Portrait of a Fox (32)
|I finally managed to get over to the British Wildlife Centre in Surrey. I had a lovely day and spent a happy few hours watching the foxes and otters. The highlight of the day was watching a stoat carrying her babies from one nesting place to another. The foxes were beautiful. I hope to post some more pictures in the next few days.|
Some Red Fox facts from the BBC website:
The red fox is the most widespread wild carnivore in the world.
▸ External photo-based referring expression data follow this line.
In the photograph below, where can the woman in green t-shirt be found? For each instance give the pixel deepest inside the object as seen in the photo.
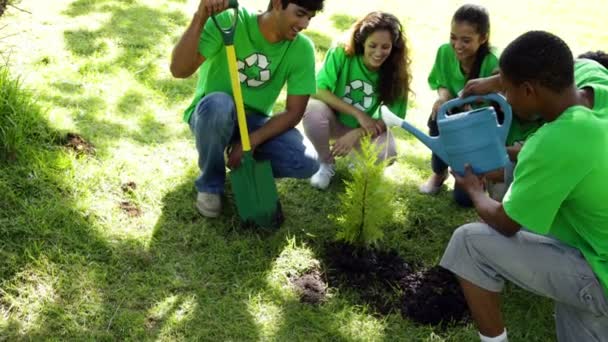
(371, 69)
(467, 56)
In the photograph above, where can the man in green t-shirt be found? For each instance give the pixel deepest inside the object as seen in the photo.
(558, 194)
(270, 53)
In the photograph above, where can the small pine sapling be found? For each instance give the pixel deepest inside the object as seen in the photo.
(367, 203)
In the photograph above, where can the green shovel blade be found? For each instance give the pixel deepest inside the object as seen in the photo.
(255, 193)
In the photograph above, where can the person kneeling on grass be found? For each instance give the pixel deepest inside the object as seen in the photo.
(356, 78)
(273, 53)
(558, 194)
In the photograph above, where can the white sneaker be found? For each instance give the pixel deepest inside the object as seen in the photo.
(321, 179)
(208, 204)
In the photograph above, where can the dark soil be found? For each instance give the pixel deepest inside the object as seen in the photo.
(365, 267)
(77, 143)
(130, 209)
(387, 283)
(433, 296)
(128, 187)
(311, 287)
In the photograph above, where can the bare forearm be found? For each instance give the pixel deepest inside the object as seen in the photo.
(186, 59)
(493, 213)
(336, 103)
(444, 94)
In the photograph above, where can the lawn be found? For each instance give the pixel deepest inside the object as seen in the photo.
(103, 242)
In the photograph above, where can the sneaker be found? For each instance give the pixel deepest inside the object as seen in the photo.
(433, 185)
(321, 179)
(208, 204)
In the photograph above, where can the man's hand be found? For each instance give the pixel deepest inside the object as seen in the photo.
(470, 182)
(345, 143)
(513, 151)
(207, 8)
(235, 154)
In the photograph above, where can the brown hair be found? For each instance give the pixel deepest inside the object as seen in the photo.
(395, 75)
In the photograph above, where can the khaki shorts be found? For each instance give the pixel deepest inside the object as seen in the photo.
(539, 264)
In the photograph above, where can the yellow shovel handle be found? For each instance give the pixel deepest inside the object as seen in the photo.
(238, 97)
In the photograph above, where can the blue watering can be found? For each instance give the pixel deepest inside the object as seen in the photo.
(472, 137)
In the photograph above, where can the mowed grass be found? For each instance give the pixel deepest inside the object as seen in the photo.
(75, 266)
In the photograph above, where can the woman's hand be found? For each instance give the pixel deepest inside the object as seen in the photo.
(481, 86)
(438, 103)
(367, 123)
(343, 145)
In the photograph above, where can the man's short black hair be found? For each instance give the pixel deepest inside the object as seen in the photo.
(538, 56)
(598, 56)
(311, 5)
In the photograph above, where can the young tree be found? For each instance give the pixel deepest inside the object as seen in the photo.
(367, 203)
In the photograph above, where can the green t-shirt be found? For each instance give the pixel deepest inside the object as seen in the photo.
(446, 72)
(586, 72)
(600, 98)
(520, 130)
(350, 80)
(560, 185)
(263, 67)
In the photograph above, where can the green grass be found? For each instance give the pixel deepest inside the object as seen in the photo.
(74, 266)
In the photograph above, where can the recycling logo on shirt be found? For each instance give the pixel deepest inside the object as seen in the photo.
(359, 94)
(254, 71)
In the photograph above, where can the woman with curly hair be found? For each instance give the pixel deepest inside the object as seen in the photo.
(371, 69)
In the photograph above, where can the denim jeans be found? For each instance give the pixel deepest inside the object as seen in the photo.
(214, 126)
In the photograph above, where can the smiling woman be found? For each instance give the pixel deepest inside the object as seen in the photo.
(371, 69)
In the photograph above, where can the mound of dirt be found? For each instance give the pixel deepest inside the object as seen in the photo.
(78, 144)
(434, 297)
(387, 283)
(311, 287)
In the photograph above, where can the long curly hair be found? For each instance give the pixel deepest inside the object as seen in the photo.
(478, 17)
(395, 75)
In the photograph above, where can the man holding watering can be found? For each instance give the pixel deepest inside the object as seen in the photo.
(550, 233)
(270, 53)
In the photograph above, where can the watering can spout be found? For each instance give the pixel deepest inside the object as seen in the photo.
(391, 119)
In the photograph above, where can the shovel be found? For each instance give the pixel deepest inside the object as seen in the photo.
(253, 185)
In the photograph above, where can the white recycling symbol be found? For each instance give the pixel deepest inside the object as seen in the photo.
(367, 99)
(261, 62)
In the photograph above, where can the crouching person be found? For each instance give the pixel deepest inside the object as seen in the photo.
(550, 233)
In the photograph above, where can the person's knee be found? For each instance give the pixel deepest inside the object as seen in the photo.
(462, 235)
(215, 112)
(462, 198)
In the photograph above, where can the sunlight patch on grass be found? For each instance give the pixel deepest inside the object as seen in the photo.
(267, 316)
(360, 326)
(24, 299)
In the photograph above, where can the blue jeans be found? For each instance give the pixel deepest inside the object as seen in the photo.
(214, 126)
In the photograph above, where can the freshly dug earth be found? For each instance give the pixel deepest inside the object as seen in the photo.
(387, 283)
(77, 143)
(433, 296)
(311, 287)
(130, 209)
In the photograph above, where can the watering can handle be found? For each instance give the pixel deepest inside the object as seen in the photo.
(228, 33)
(506, 108)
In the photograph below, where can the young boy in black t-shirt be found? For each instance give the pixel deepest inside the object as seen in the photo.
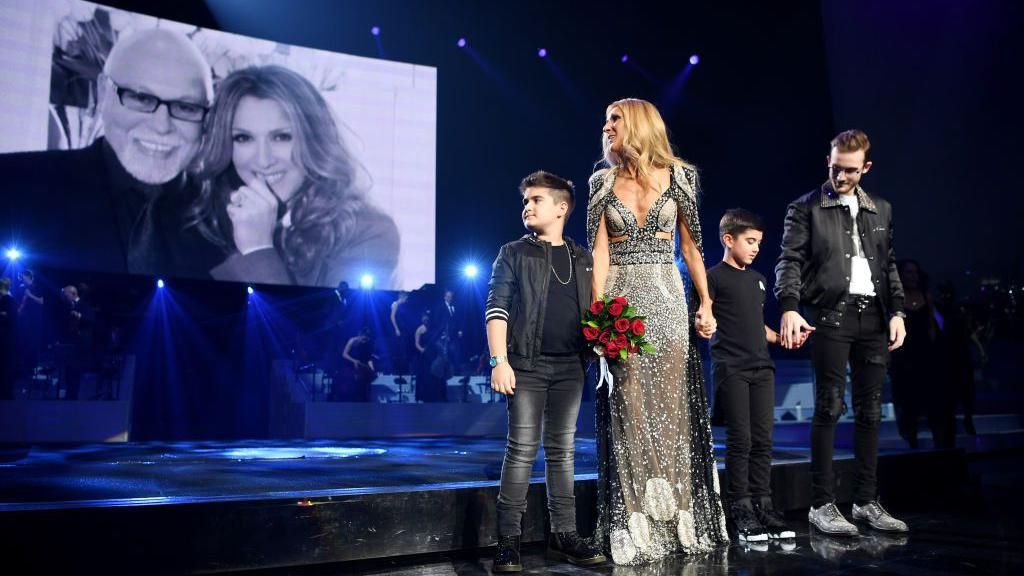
(744, 378)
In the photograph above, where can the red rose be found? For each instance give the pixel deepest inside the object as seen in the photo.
(639, 328)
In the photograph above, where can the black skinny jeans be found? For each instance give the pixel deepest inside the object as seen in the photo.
(546, 400)
(862, 340)
(749, 397)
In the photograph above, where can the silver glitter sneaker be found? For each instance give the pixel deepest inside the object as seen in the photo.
(828, 520)
(875, 516)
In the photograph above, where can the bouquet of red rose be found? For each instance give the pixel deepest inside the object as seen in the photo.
(613, 329)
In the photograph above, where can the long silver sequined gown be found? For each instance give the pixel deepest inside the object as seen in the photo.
(657, 485)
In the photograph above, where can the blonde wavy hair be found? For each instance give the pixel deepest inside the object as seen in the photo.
(644, 141)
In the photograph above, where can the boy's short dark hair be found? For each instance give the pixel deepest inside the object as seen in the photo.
(852, 140)
(562, 190)
(738, 220)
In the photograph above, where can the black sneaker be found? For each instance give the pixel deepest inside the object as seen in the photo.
(507, 557)
(745, 524)
(771, 520)
(568, 546)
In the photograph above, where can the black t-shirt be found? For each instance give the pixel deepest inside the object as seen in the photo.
(738, 299)
(562, 331)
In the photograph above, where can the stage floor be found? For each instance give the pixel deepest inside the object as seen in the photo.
(194, 471)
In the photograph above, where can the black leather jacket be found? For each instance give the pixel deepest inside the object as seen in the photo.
(817, 248)
(518, 293)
It is found in Europe, North America, Asia, Australia and the Arctic. Red foxes can adapt to a variety of habitats. In Britain, they live in woodland, open countryside and urban areas.
The red fox is a member of the dog family, as are wolves, coyotes and jackals. A red fox usually has reddish-brown fur but sometimes its coat is black or silver. Its bushy red tail is tipped with white fur and is known as a brush.
These carnivorous mammals will eat almost anything. Their diet depends on where they live. Foxes from the countryside eat rabbits, hares, field voles and berries, while those in the city will scavenge from bird tables and dustbins. Foxes will also eat beetles, earthworms, birds' eggs and fallen fruit.
They breed in late winter or early spring. A fox’s den is called an earth, and the female (vixen) will find a suitable spot in an old animal burrow or under a garden shed for her cubs to be born. A litter of 4-8 cubs is born in March. The newborn cubs weigh about 100 grams each, have chocolate-brown fur, are blind and deaf and can't walk. Their mother must stay with them to keep them warm and to wash and groom them, so the male fox (dog) brings food back for her to eat.
When a fox cub is about four weeks old its blue eyes change to amber and its coat starts to turn red. It stays with its family group for about six months before it becomes fully independent.